Part B: Cultural Factors

Basket Buddy showcases cultural values such as independence, community care, and accessibility. Many cultures view assisting others as a moral good; Basket Buddy supports this viewpoint through assisting people with their shopping. Basket Buddy also reflects cultural beliefs in equality and inclusion, allowing everyone to shop without stigma or dependence on others. Additionally, through the built-in safety measures, Basket Buddy respects both the moral and legal expectations of being safe in most communities.

Part C: Environmental Factors

The environmental impact of Basket Buddy is mainly in the manufacturing and energy consumption of the cart. Unlike a standard shopping cart, Basket Buddy requires additional electronics, sensors, motors, and batteries. The manufacturing process of these components is resource-intensive, and relies on the sourcing of more materials and an increased carbon footprint compared to a traditional cart. Furthermore, if a company wanted to incorporate Basket Buddy into its grocery stores by replacing traditional shopping carts, the company would need to use a lot of energy to maintain the carts. Basket Buddy would require constant charging, becoming a significant consumer of electricity, or new parts if electronic components break down, causing more waste to be produced. If Basket Buddy were to be adopted by stores, these stores would need a plan for charging and maintenance to prevent carts from producing excess waste.

However, Basket Buddy also provides the opportunity for people to be more environmentally conscious about their purchases. Being able to view your items in the mobile app can guide shoppers to make more sustainable choices, and a digital checkout process eliminates the need for paper receipts. More features can also be added to Basket Buddy such as expiration dates to prevent food waste or highlighting products with eco-friendly packaging or local sourcing.

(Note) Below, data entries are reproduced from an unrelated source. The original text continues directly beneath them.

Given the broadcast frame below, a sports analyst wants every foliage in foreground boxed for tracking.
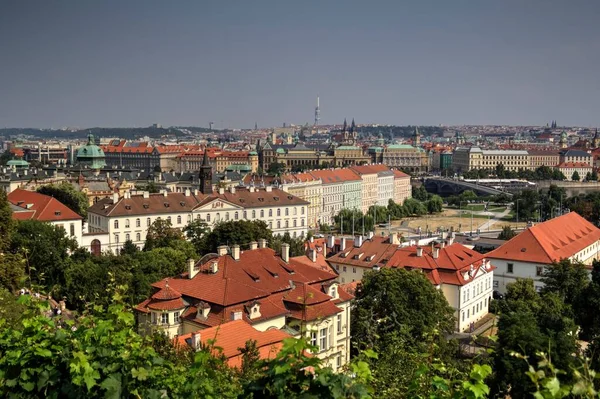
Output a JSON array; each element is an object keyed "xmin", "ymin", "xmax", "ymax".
[{"xmin": 0, "ymin": 294, "xmax": 370, "ymax": 398}]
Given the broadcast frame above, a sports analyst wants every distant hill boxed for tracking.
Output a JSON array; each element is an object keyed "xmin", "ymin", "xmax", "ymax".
[{"xmin": 0, "ymin": 127, "xmax": 184, "ymax": 140}]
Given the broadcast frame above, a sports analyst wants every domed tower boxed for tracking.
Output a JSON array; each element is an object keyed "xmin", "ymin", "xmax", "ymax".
[{"xmin": 77, "ymin": 134, "xmax": 106, "ymax": 169}]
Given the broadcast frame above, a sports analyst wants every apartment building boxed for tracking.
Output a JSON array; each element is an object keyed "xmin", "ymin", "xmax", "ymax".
[
  {"xmin": 135, "ymin": 244, "xmax": 352, "ymax": 370},
  {"xmin": 327, "ymin": 234, "xmax": 496, "ymax": 331},
  {"xmin": 88, "ymin": 186, "xmax": 309, "ymax": 252},
  {"xmin": 486, "ymin": 212, "xmax": 600, "ymax": 293}
]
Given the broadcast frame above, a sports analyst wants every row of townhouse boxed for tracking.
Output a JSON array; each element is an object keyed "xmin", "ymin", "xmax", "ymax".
[
  {"xmin": 88, "ymin": 186, "xmax": 309, "ymax": 252},
  {"xmin": 321, "ymin": 233, "xmax": 496, "ymax": 331},
  {"xmin": 135, "ymin": 240, "xmax": 353, "ymax": 376}
]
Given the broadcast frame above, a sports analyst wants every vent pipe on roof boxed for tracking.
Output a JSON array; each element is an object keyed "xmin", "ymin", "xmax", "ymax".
[
  {"xmin": 231, "ymin": 244, "xmax": 240, "ymax": 260},
  {"xmin": 281, "ymin": 243, "xmax": 290, "ymax": 263}
]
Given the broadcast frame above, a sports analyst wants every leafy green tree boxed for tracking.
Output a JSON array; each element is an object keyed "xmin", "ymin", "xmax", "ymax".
[
  {"xmin": 351, "ymin": 268, "xmax": 455, "ymax": 348},
  {"xmin": 367, "ymin": 205, "xmax": 388, "ymax": 223},
  {"xmin": 494, "ymin": 279, "xmax": 577, "ymax": 397},
  {"xmin": 412, "ymin": 185, "xmax": 429, "ymax": 201},
  {"xmin": 183, "ymin": 219, "xmax": 210, "ymax": 252},
  {"xmin": 333, "ymin": 208, "xmax": 372, "ymax": 233},
  {"xmin": 10, "ymin": 220, "xmax": 77, "ymax": 290},
  {"xmin": 37, "ymin": 182, "xmax": 89, "ymax": 219},
  {"xmin": 198, "ymin": 220, "xmax": 273, "ymax": 255},
  {"xmin": 426, "ymin": 195, "xmax": 444, "ymax": 213},
  {"xmin": 144, "ymin": 219, "xmax": 184, "ymax": 251},
  {"xmin": 498, "ymin": 226, "xmax": 517, "ymax": 241},
  {"xmin": 542, "ymin": 259, "xmax": 590, "ymax": 308}
]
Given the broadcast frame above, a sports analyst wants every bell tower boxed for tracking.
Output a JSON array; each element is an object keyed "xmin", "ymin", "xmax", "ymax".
[{"xmin": 199, "ymin": 148, "xmax": 212, "ymax": 194}]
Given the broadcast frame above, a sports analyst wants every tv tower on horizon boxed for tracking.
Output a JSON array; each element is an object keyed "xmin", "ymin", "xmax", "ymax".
[{"xmin": 315, "ymin": 95, "xmax": 321, "ymax": 126}]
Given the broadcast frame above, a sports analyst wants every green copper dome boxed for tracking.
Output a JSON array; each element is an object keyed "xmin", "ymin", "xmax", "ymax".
[{"xmin": 77, "ymin": 134, "xmax": 106, "ymax": 169}]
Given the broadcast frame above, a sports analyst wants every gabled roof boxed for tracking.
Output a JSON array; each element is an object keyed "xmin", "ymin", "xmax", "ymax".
[
  {"xmin": 487, "ymin": 212, "xmax": 600, "ymax": 264},
  {"xmin": 7, "ymin": 188, "xmax": 83, "ymax": 222}
]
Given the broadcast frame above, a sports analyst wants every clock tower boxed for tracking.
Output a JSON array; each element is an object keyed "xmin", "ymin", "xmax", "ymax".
[{"xmin": 200, "ymin": 148, "xmax": 212, "ymax": 194}]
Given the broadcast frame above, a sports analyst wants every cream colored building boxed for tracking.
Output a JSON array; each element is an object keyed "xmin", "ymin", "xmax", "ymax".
[
  {"xmin": 135, "ymin": 244, "xmax": 352, "ymax": 370},
  {"xmin": 452, "ymin": 147, "xmax": 530, "ymax": 172}
]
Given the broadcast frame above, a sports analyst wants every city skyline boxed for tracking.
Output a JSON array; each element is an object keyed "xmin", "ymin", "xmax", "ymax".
[{"xmin": 0, "ymin": 1, "xmax": 600, "ymax": 128}]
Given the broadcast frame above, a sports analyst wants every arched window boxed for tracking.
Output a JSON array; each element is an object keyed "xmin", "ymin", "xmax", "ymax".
[{"xmin": 90, "ymin": 239, "xmax": 102, "ymax": 256}]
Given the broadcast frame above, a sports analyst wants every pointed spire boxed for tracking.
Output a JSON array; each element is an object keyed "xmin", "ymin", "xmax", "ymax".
[{"xmin": 202, "ymin": 147, "xmax": 208, "ymax": 166}]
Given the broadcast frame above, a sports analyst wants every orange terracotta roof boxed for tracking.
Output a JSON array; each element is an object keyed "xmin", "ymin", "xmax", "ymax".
[
  {"xmin": 486, "ymin": 212, "xmax": 600, "ymax": 264},
  {"xmin": 7, "ymin": 188, "xmax": 83, "ymax": 222},
  {"xmin": 174, "ymin": 320, "xmax": 291, "ymax": 367}
]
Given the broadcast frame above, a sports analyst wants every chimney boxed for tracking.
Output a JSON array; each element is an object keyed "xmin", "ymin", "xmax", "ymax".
[
  {"xmin": 231, "ymin": 244, "xmax": 240, "ymax": 260},
  {"xmin": 187, "ymin": 258, "xmax": 198, "ymax": 279},
  {"xmin": 310, "ymin": 249, "xmax": 317, "ymax": 263},
  {"xmin": 354, "ymin": 234, "xmax": 362, "ymax": 248},
  {"xmin": 191, "ymin": 331, "xmax": 200, "ymax": 350},
  {"xmin": 281, "ymin": 243, "xmax": 290, "ymax": 263},
  {"xmin": 217, "ymin": 245, "xmax": 227, "ymax": 256}
]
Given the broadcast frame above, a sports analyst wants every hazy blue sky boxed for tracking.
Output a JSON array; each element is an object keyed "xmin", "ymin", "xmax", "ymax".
[{"xmin": 0, "ymin": 0, "xmax": 600, "ymax": 127}]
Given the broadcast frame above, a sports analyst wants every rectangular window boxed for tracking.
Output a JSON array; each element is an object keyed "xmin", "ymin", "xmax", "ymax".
[{"xmin": 319, "ymin": 328, "xmax": 327, "ymax": 351}]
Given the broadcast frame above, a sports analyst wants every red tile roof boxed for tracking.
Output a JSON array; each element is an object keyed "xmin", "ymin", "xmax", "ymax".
[
  {"xmin": 7, "ymin": 188, "xmax": 83, "ymax": 222},
  {"xmin": 486, "ymin": 212, "xmax": 600, "ymax": 264},
  {"xmin": 174, "ymin": 320, "xmax": 290, "ymax": 367}
]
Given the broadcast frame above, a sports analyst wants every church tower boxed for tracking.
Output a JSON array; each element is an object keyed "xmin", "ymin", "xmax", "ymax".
[
  {"xmin": 200, "ymin": 148, "xmax": 212, "ymax": 194},
  {"xmin": 413, "ymin": 127, "xmax": 421, "ymax": 147}
]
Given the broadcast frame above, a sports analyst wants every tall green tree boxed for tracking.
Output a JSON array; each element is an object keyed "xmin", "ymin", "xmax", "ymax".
[
  {"xmin": 351, "ymin": 268, "xmax": 455, "ymax": 347},
  {"xmin": 37, "ymin": 182, "xmax": 89, "ymax": 218},
  {"xmin": 144, "ymin": 219, "xmax": 184, "ymax": 251}
]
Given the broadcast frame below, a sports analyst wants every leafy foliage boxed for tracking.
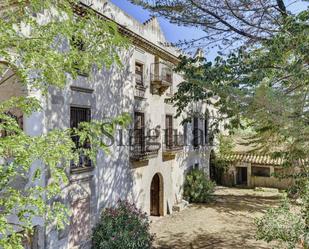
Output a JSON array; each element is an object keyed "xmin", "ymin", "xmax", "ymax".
[
  {"xmin": 0, "ymin": 0, "xmax": 129, "ymax": 249},
  {"xmin": 92, "ymin": 201, "xmax": 153, "ymax": 249},
  {"xmin": 131, "ymin": 0, "xmax": 292, "ymax": 52},
  {"xmin": 183, "ymin": 169, "xmax": 216, "ymax": 203},
  {"xmin": 256, "ymin": 181, "xmax": 309, "ymax": 248},
  {"xmin": 132, "ymin": 0, "xmax": 309, "ymax": 248}
]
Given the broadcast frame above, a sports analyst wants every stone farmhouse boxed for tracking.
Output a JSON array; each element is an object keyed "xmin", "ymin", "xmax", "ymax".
[{"xmin": 0, "ymin": 0, "xmax": 212, "ymax": 249}]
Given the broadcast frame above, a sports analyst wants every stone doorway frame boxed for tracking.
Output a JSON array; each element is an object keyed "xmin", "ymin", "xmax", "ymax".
[{"xmin": 149, "ymin": 172, "xmax": 164, "ymax": 216}]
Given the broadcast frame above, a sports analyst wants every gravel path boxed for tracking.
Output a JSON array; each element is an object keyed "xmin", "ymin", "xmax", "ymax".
[{"xmin": 151, "ymin": 187, "xmax": 280, "ymax": 249}]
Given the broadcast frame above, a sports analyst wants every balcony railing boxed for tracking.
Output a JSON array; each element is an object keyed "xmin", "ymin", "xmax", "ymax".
[
  {"xmin": 163, "ymin": 133, "xmax": 185, "ymax": 155},
  {"xmin": 150, "ymin": 63, "xmax": 173, "ymax": 95},
  {"xmin": 130, "ymin": 131, "xmax": 161, "ymax": 161}
]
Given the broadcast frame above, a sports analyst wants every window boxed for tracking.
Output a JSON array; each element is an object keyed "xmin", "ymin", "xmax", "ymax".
[
  {"xmin": 70, "ymin": 107, "xmax": 91, "ymax": 168},
  {"xmin": 165, "ymin": 115, "xmax": 173, "ymax": 147},
  {"xmin": 251, "ymin": 166, "xmax": 270, "ymax": 177},
  {"xmin": 133, "ymin": 112, "xmax": 145, "ymax": 151},
  {"xmin": 135, "ymin": 62, "xmax": 144, "ymax": 86},
  {"xmin": 204, "ymin": 114, "xmax": 209, "ymax": 144},
  {"xmin": 193, "ymin": 117, "xmax": 203, "ymax": 148}
]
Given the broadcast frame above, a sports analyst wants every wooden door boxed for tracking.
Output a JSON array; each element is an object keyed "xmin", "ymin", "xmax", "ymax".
[
  {"xmin": 150, "ymin": 174, "xmax": 160, "ymax": 216},
  {"xmin": 134, "ymin": 112, "xmax": 145, "ymax": 151}
]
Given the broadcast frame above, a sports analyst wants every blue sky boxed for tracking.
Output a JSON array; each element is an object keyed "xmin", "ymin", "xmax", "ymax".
[{"xmin": 111, "ymin": 0, "xmax": 308, "ymax": 60}]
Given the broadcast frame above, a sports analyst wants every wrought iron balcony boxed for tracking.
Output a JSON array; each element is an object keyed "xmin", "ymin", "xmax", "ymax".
[
  {"xmin": 163, "ymin": 133, "xmax": 184, "ymax": 156},
  {"xmin": 150, "ymin": 63, "xmax": 173, "ymax": 95}
]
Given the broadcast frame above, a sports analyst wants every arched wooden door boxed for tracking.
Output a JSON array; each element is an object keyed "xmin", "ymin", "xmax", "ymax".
[{"xmin": 150, "ymin": 174, "xmax": 163, "ymax": 216}]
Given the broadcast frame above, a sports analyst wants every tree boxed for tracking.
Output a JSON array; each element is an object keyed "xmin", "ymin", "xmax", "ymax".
[
  {"xmin": 0, "ymin": 0, "xmax": 129, "ymax": 249},
  {"xmin": 133, "ymin": 0, "xmax": 309, "ymax": 248},
  {"xmin": 131, "ymin": 0, "xmax": 296, "ymax": 48}
]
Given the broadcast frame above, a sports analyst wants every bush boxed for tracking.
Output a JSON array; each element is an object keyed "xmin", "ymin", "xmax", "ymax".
[
  {"xmin": 92, "ymin": 201, "xmax": 153, "ymax": 249},
  {"xmin": 184, "ymin": 169, "xmax": 216, "ymax": 203}
]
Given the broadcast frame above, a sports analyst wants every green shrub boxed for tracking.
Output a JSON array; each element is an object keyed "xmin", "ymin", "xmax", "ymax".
[
  {"xmin": 92, "ymin": 201, "xmax": 153, "ymax": 249},
  {"xmin": 184, "ymin": 169, "xmax": 216, "ymax": 203}
]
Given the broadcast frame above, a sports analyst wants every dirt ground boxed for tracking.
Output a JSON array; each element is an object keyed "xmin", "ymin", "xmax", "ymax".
[{"xmin": 151, "ymin": 187, "xmax": 280, "ymax": 249}]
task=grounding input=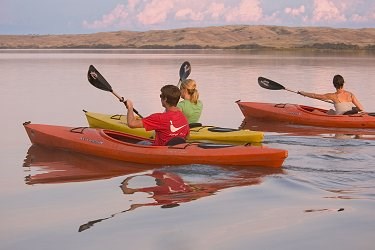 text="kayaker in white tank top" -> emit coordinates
[298,75,364,115]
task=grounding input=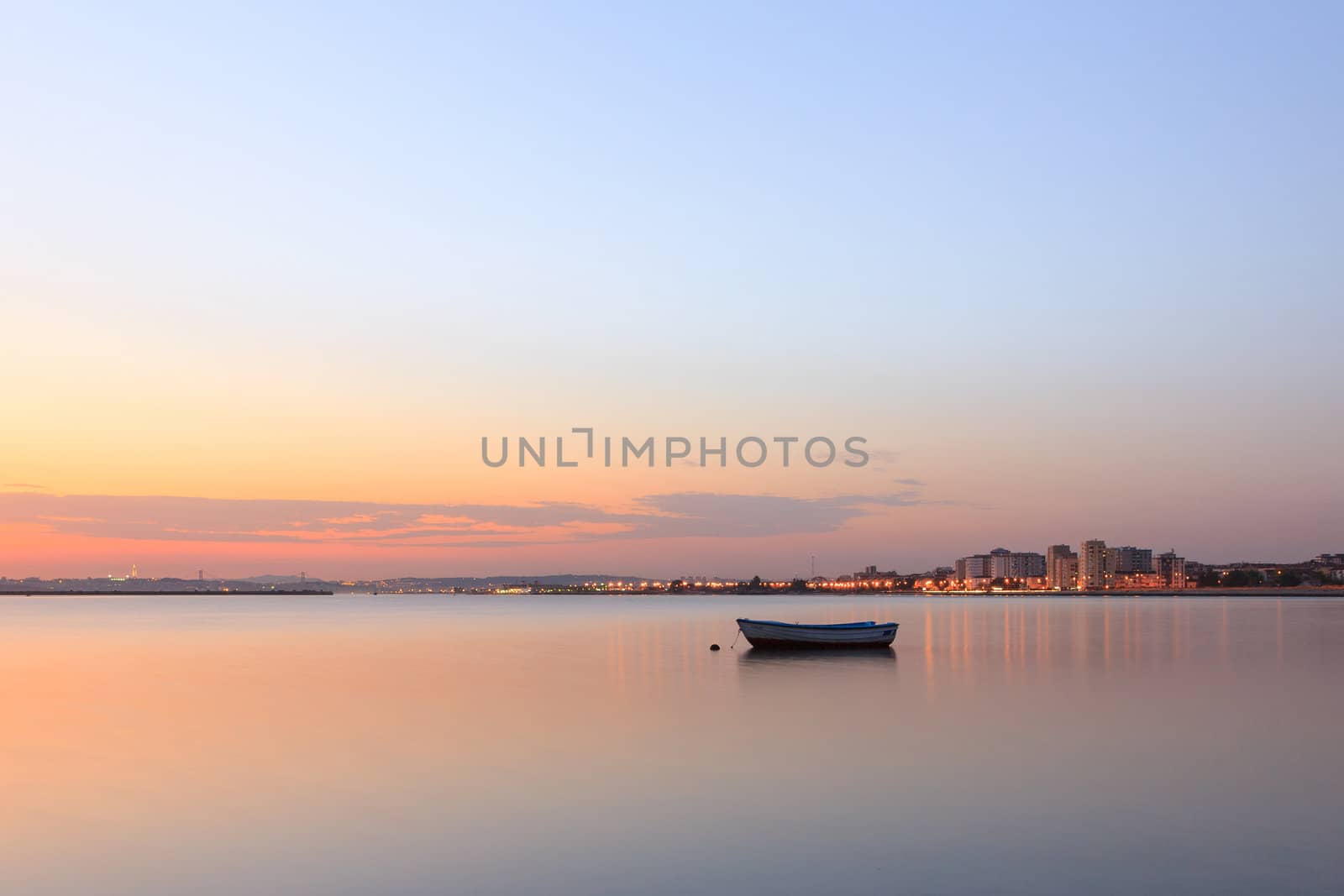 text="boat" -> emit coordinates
[738,619,900,649]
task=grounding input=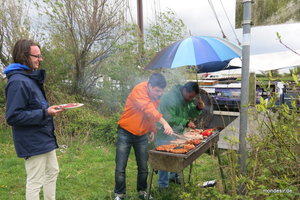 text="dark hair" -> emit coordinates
[148,73,167,88]
[12,39,41,68]
[183,82,200,94]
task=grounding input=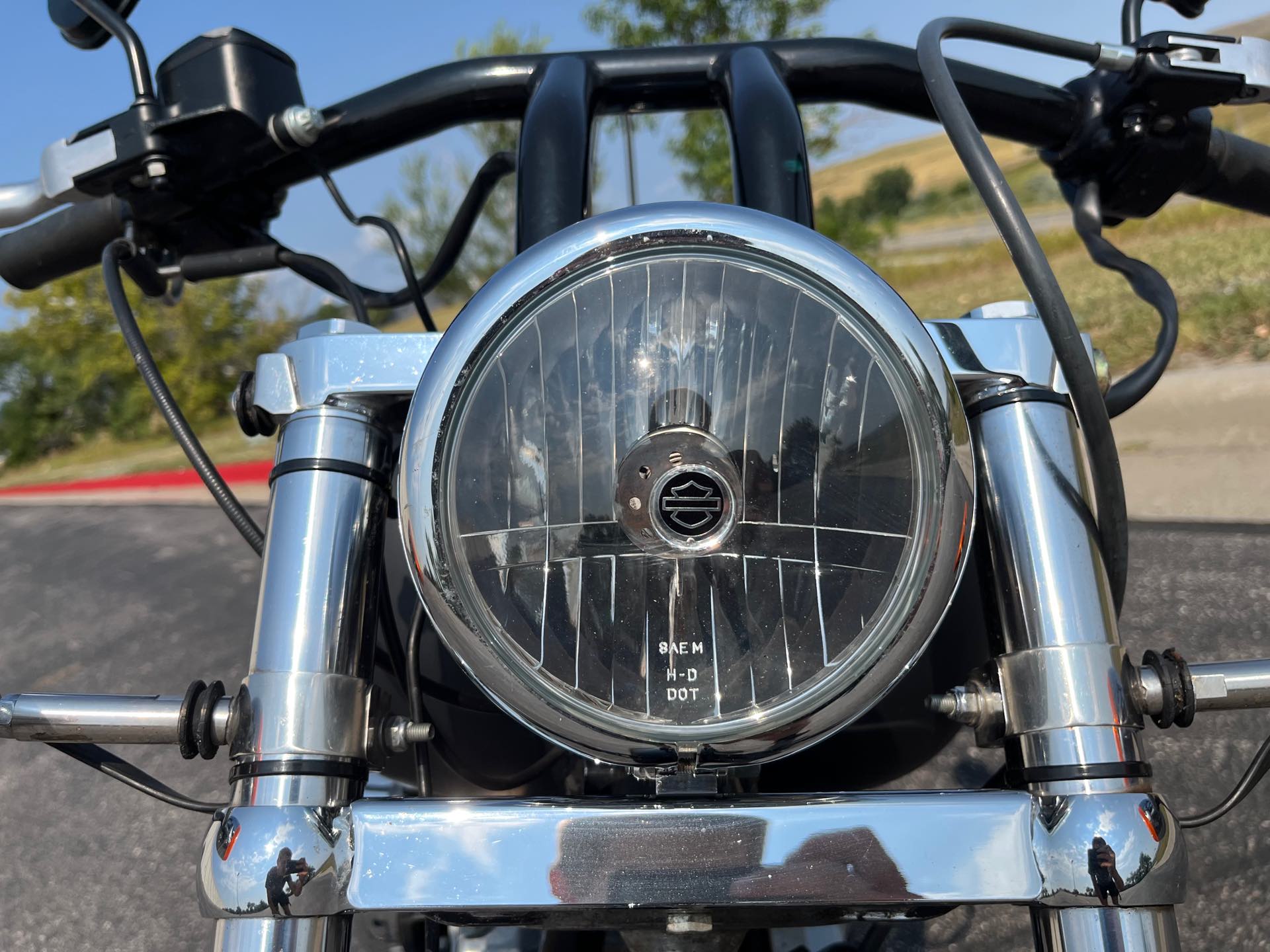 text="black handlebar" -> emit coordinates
[1186,130,1270,214]
[0,196,128,291]
[0,38,1270,290]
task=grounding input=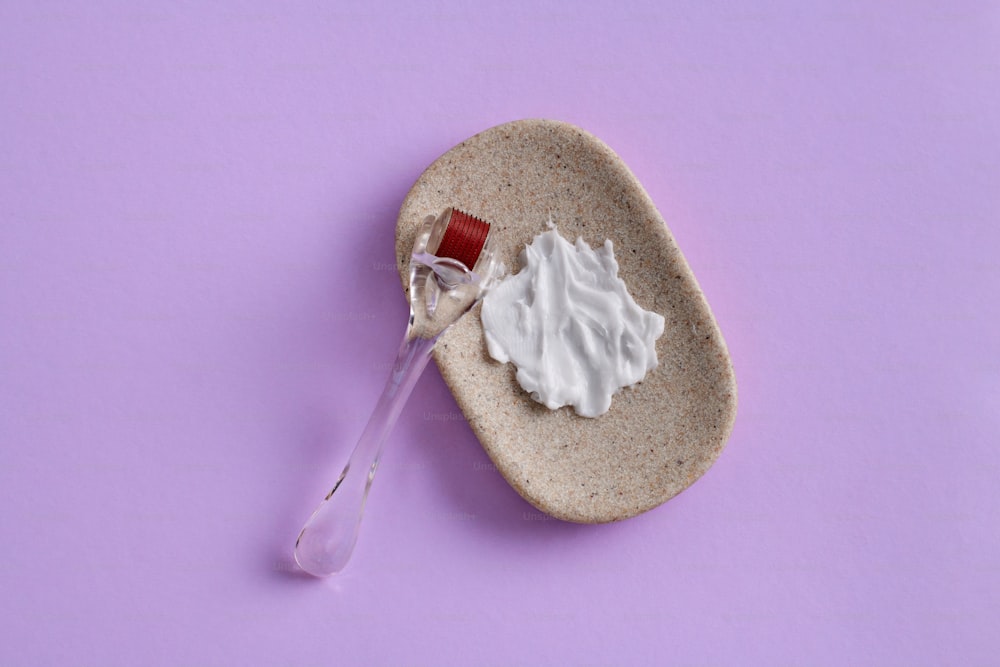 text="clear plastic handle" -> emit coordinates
[295,330,437,577]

This week, I primarily worked on finishing the design report with my teammates and finalizing several of the software-side design choices related to the UWB functionality. I decided that the best way to send information from the iPhone receiver to the Raspberry Pi would be through a local Wi-Fi HTTP bridge. In this setup, the Pi runs a lightweight HTTP server on the local network, and the mobile app on the receiver’s iPhone sends JSON packets containing UWB position data using HTTP requests.

I also conducted additional research into LiDAR drivers for the Raspberry Pi to understand better how sensor data will be processed in our system. Our RPLIDAR will connect to the Raspberry Pi via USB, and its driver allows the Pi to read and process distance and angle data from the sensor. This data is then converted into a 2D map showing nearby obstacles and open spaces. I explored various software options for running the RPLIDAR on the Raspberry Pi, including the official SDK, a lightweight Python library, and a ROS-compatible driver for real-time mapping. This research helped me better understand how the LiDAR subsystem will integrate with the rest of our navigation and obstacle-avoidance software.

According to our Gantt chart, my progress is behind schedule, as the goal for this stage was to finalize our mobile app and have the beginnings of shopper tracking over UWB. I was unable to dedicate as much time to these goals since we were working extensively on the design report. 

To get back on track, I plan to finalize the mobile app next week and ensure the UWB session is fully functional between two iPhones. I will also focus on establishing the connection between the receiver iPhone and the Raspberry Pi, which involves setting up the Wi-Fi HTTP server on the Pi and linking the iPhone to it. Once this is in place, we’ll have a clearer understanding of how the data transmission and processing will work within the overall system.